Camelot lends its name to the musical Camelot, which was adapted into a film of the same title, featuring the Castle of Coca, Segovia as Camelot. An Arthurian television series Camelot was also named after the castle, as were some other works including the video game Camelot and the comic book series Camelot 3000. French television series Kaamelott presents a humorous alternative version of the Arthurian legend; Camelot Theme Park is a now-abandoned Arthurian theme park resort located in the English county of Lancashire. The Camelot Group was the first operator of the UK National Lottery with lottery machines named after characters, places, and objects in Arthurian legend. The vast cultural impact of Camelot can be seen in numerous works, products, and organisations. Visualizing Camelot, a University of Rochester exhibit by Alan and Barbara Tepa Lupack offered a cross-section of 350 such items in 2024.

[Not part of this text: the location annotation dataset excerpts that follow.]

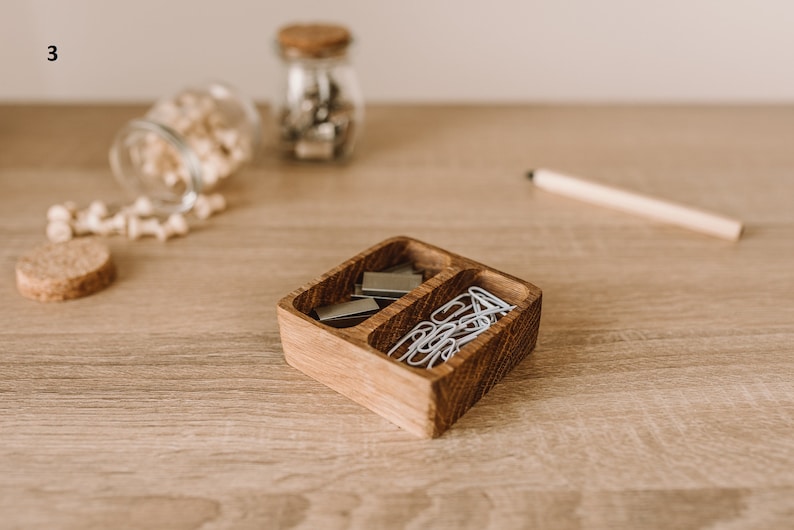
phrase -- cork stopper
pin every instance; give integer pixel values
(314, 40)
(63, 271)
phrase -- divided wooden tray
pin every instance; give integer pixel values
(353, 360)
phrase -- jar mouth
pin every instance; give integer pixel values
(136, 158)
(223, 91)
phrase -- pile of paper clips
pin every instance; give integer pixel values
(451, 326)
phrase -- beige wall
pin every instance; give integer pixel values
(432, 50)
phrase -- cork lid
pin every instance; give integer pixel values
(63, 271)
(313, 40)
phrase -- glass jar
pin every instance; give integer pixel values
(320, 107)
(185, 145)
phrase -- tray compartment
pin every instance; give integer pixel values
(337, 285)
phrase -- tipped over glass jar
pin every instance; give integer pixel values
(185, 145)
(320, 108)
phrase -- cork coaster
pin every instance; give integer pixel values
(317, 40)
(63, 271)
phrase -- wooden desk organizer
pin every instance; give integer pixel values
(353, 360)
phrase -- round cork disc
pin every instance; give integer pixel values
(314, 39)
(63, 271)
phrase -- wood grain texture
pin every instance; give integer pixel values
(352, 360)
(660, 393)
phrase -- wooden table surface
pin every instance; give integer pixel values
(660, 394)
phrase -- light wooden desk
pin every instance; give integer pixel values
(660, 395)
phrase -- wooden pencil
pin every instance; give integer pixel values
(627, 201)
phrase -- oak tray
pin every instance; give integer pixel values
(353, 360)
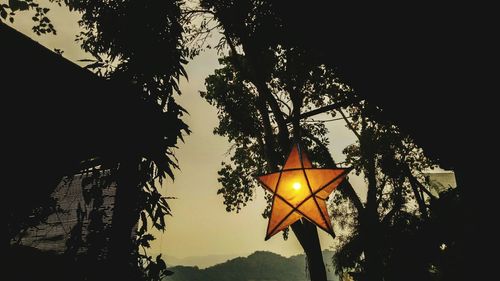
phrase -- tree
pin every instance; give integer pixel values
(139, 44)
(252, 124)
(395, 207)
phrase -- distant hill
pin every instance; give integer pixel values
(259, 266)
(200, 261)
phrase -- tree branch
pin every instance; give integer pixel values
(335, 106)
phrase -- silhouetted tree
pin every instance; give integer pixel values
(140, 44)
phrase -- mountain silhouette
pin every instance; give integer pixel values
(259, 266)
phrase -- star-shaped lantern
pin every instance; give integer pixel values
(299, 190)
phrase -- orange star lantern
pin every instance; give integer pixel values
(299, 190)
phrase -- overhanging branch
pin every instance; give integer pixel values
(330, 107)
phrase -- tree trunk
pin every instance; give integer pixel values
(125, 217)
(307, 234)
(370, 225)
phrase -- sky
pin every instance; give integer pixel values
(200, 226)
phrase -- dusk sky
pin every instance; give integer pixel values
(200, 226)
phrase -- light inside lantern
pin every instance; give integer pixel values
(300, 190)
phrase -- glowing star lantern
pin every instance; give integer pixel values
(299, 190)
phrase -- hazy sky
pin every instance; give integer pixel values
(200, 225)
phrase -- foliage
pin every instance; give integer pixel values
(140, 44)
(42, 24)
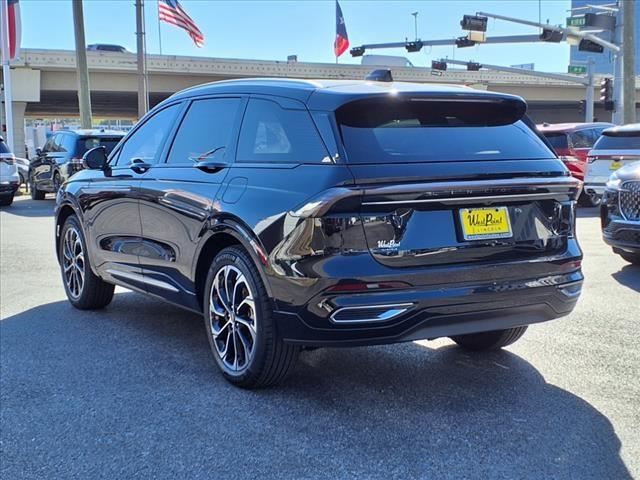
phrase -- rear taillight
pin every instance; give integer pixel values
(569, 159)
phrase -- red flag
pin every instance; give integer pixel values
(341, 43)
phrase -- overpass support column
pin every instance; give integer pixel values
(18, 128)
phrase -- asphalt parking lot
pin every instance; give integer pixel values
(132, 391)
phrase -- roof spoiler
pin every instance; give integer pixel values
(380, 75)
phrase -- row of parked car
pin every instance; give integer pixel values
(60, 157)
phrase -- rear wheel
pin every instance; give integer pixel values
(84, 289)
(489, 340)
(238, 318)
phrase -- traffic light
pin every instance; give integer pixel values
(606, 94)
(413, 46)
(474, 22)
(462, 42)
(548, 35)
(438, 65)
(589, 46)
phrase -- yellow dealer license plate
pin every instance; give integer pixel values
(615, 165)
(485, 223)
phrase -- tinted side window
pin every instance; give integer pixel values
(272, 134)
(207, 128)
(146, 142)
(582, 139)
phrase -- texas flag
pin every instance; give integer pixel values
(342, 39)
(13, 22)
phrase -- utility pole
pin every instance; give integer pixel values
(629, 62)
(84, 98)
(6, 73)
(415, 23)
(618, 74)
(143, 96)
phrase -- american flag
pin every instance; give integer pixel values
(171, 11)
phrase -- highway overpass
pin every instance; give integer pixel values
(45, 82)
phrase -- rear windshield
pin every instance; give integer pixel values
(605, 142)
(557, 140)
(87, 143)
(419, 130)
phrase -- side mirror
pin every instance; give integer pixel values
(96, 158)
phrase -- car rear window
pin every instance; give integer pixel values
(425, 130)
(87, 143)
(606, 142)
(557, 140)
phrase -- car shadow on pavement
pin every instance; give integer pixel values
(629, 276)
(26, 207)
(132, 390)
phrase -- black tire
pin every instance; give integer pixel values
(633, 258)
(489, 340)
(270, 359)
(585, 200)
(94, 293)
(35, 193)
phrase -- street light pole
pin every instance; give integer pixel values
(415, 22)
(629, 61)
(84, 98)
(143, 96)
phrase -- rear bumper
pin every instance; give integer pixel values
(441, 312)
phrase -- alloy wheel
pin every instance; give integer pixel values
(73, 262)
(232, 318)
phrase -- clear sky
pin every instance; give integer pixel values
(271, 30)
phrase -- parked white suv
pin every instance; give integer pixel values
(9, 178)
(616, 147)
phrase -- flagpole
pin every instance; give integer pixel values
(6, 72)
(159, 30)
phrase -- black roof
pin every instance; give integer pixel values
(331, 94)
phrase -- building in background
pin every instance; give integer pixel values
(603, 61)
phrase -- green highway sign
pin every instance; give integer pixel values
(577, 69)
(579, 21)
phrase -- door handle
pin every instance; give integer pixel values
(138, 165)
(211, 166)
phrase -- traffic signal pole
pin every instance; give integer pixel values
(629, 61)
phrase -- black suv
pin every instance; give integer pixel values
(299, 214)
(61, 157)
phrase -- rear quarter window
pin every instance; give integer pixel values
(272, 134)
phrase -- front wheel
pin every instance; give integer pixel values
(489, 340)
(238, 318)
(84, 289)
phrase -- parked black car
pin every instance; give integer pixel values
(304, 213)
(61, 157)
(620, 213)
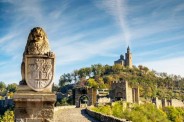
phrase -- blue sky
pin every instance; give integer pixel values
(86, 32)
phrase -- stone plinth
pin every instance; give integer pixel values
(31, 106)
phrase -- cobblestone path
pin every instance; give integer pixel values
(73, 115)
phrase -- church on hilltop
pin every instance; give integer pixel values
(127, 61)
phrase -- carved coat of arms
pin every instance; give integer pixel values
(39, 71)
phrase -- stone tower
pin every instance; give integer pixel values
(128, 61)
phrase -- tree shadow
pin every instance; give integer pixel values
(84, 113)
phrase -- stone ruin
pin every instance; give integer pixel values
(34, 100)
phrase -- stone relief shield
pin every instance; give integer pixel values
(39, 71)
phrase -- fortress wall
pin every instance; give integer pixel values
(104, 118)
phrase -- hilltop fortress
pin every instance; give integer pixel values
(127, 61)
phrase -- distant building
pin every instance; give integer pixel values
(121, 90)
(127, 61)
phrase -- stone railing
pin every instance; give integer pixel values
(103, 117)
(63, 107)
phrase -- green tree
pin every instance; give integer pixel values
(65, 79)
(2, 86)
(12, 87)
(92, 83)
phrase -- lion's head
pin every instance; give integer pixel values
(37, 42)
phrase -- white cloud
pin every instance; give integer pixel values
(170, 66)
(117, 8)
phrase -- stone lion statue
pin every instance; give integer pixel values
(37, 44)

In strictly American contexts, Camelot era refers to the presidency of John F. Kennedy. In a 1963 Life interview, Jacqueline, his widow, referenced a line from the Lerner and Loewe musical to describe the Kennedy era White House: "Don't let it be forgot, that once there was a spot, for one brief shining moment, that was known as Camelot." She indicated that it was one of Kennedy's favourite lyrics from the musical and added, "there'll be great Presidents again [...] but there'll never be another Camelot again."